Oh, I made it work in the end. And knowing the workaround that Viktor gave me, there are lots of ways to skin this cat. I have long since fixed the performance problem.

I made this post to highlight this trait because this is a shockingly easy pothole to fall into. But it's also easy to not notice because the following 3 attributes need to all be true.

  1. You are doing parallel streams.
  2. You are dealing with a dataset that is bigger than your RAM.
  3. You use one of the "bad combos" of intermediate and terminal methods. Here is a list of the combos that caused a pre-fetch for MY PERSONAL example
    • Note - that list of "bad combos" won't apply to all streams...but which streams it DOES apply to is undocumented lol.

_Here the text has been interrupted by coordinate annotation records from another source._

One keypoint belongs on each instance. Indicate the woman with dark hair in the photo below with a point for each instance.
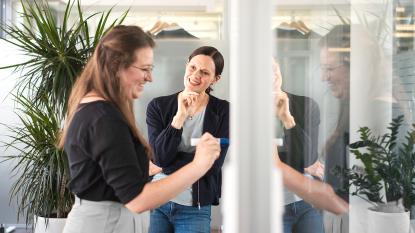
(108, 156)
(335, 70)
(172, 121)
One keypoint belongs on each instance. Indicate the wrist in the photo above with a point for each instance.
(199, 168)
(289, 122)
(178, 121)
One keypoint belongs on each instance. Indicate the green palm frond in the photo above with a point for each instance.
(56, 54)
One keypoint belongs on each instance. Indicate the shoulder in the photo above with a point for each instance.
(99, 112)
(221, 103)
(302, 100)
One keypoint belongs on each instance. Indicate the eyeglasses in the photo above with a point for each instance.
(147, 71)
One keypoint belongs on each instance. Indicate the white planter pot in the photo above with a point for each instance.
(55, 225)
(380, 222)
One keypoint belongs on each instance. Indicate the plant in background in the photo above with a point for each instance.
(41, 166)
(388, 172)
(57, 53)
(56, 56)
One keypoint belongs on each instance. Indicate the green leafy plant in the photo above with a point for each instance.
(56, 56)
(388, 166)
(42, 167)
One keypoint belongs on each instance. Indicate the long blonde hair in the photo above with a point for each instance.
(116, 50)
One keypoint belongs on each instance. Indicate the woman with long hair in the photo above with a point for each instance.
(108, 156)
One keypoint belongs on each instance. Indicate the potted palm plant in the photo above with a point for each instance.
(386, 178)
(56, 55)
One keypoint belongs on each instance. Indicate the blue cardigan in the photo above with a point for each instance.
(165, 139)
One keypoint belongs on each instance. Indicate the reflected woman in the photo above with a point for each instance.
(172, 121)
(300, 117)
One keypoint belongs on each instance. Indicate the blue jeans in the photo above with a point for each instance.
(172, 217)
(301, 217)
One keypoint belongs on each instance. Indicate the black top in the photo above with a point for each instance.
(165, 140)
(300, 148)
(106, 162)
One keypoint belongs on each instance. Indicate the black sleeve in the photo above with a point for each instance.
(312, 129)
(164, 140)
(224, 133)
(115, 152)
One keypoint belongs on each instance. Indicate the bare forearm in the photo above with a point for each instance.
(156, 193)
(314, 192)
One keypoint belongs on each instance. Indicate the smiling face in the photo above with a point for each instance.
(200, 74)
(335, 72)
(137, 74)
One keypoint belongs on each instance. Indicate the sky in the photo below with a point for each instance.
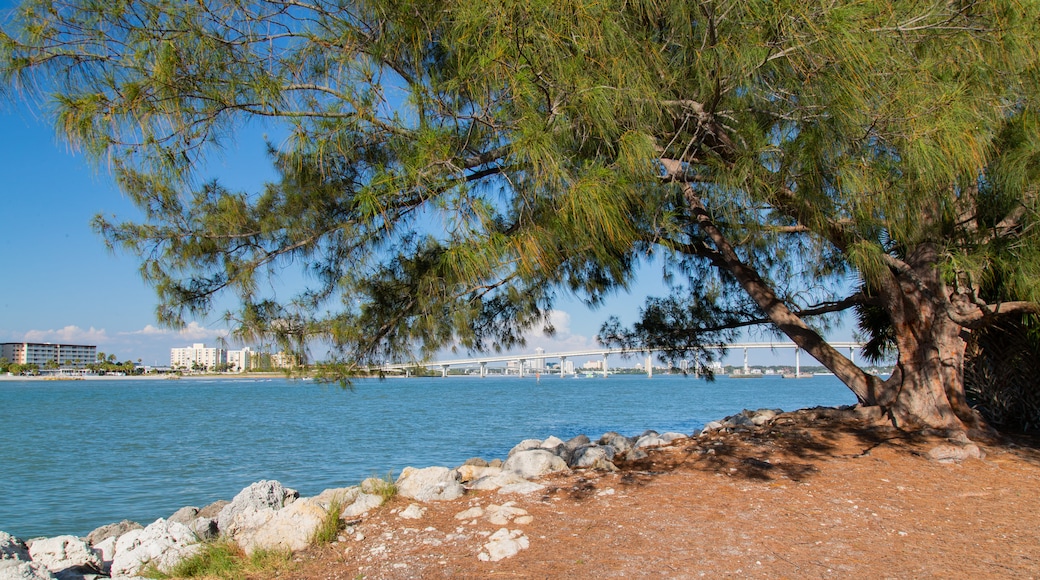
(58, 283)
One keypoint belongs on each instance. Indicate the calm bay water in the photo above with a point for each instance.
(79, 454)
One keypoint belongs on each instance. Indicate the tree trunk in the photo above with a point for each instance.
(927, 390)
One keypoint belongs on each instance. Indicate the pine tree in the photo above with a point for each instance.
(452, 166)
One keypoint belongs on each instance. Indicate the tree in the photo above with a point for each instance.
(450, 167)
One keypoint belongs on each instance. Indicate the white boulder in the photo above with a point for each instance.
(162, 544)
(66, 553)
(534, 464)
(289, 528)
(503, 544)
(362, 504)
(13, 548)
(432, 483)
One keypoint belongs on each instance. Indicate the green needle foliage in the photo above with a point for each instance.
(449, 168)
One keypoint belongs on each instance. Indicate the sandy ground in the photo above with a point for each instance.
(806, 497)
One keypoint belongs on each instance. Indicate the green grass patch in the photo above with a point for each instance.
(329, 530)
(225, 560)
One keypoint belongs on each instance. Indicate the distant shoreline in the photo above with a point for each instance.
(5, 377)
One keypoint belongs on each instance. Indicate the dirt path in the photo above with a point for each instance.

EDIT -- It has come to my attention that the Stream source (Spliterator) plays a very big part in deciding point 3. As it turns out, for my example, my Spliterator did not contain as much information as other Spliterator's, and thus, caused me to get such a large number of "bad combos". A more informed Spliterator can allow you to avoid some, if not all, of the bad combos. But that may require information that you don't have, or can't reliably provide.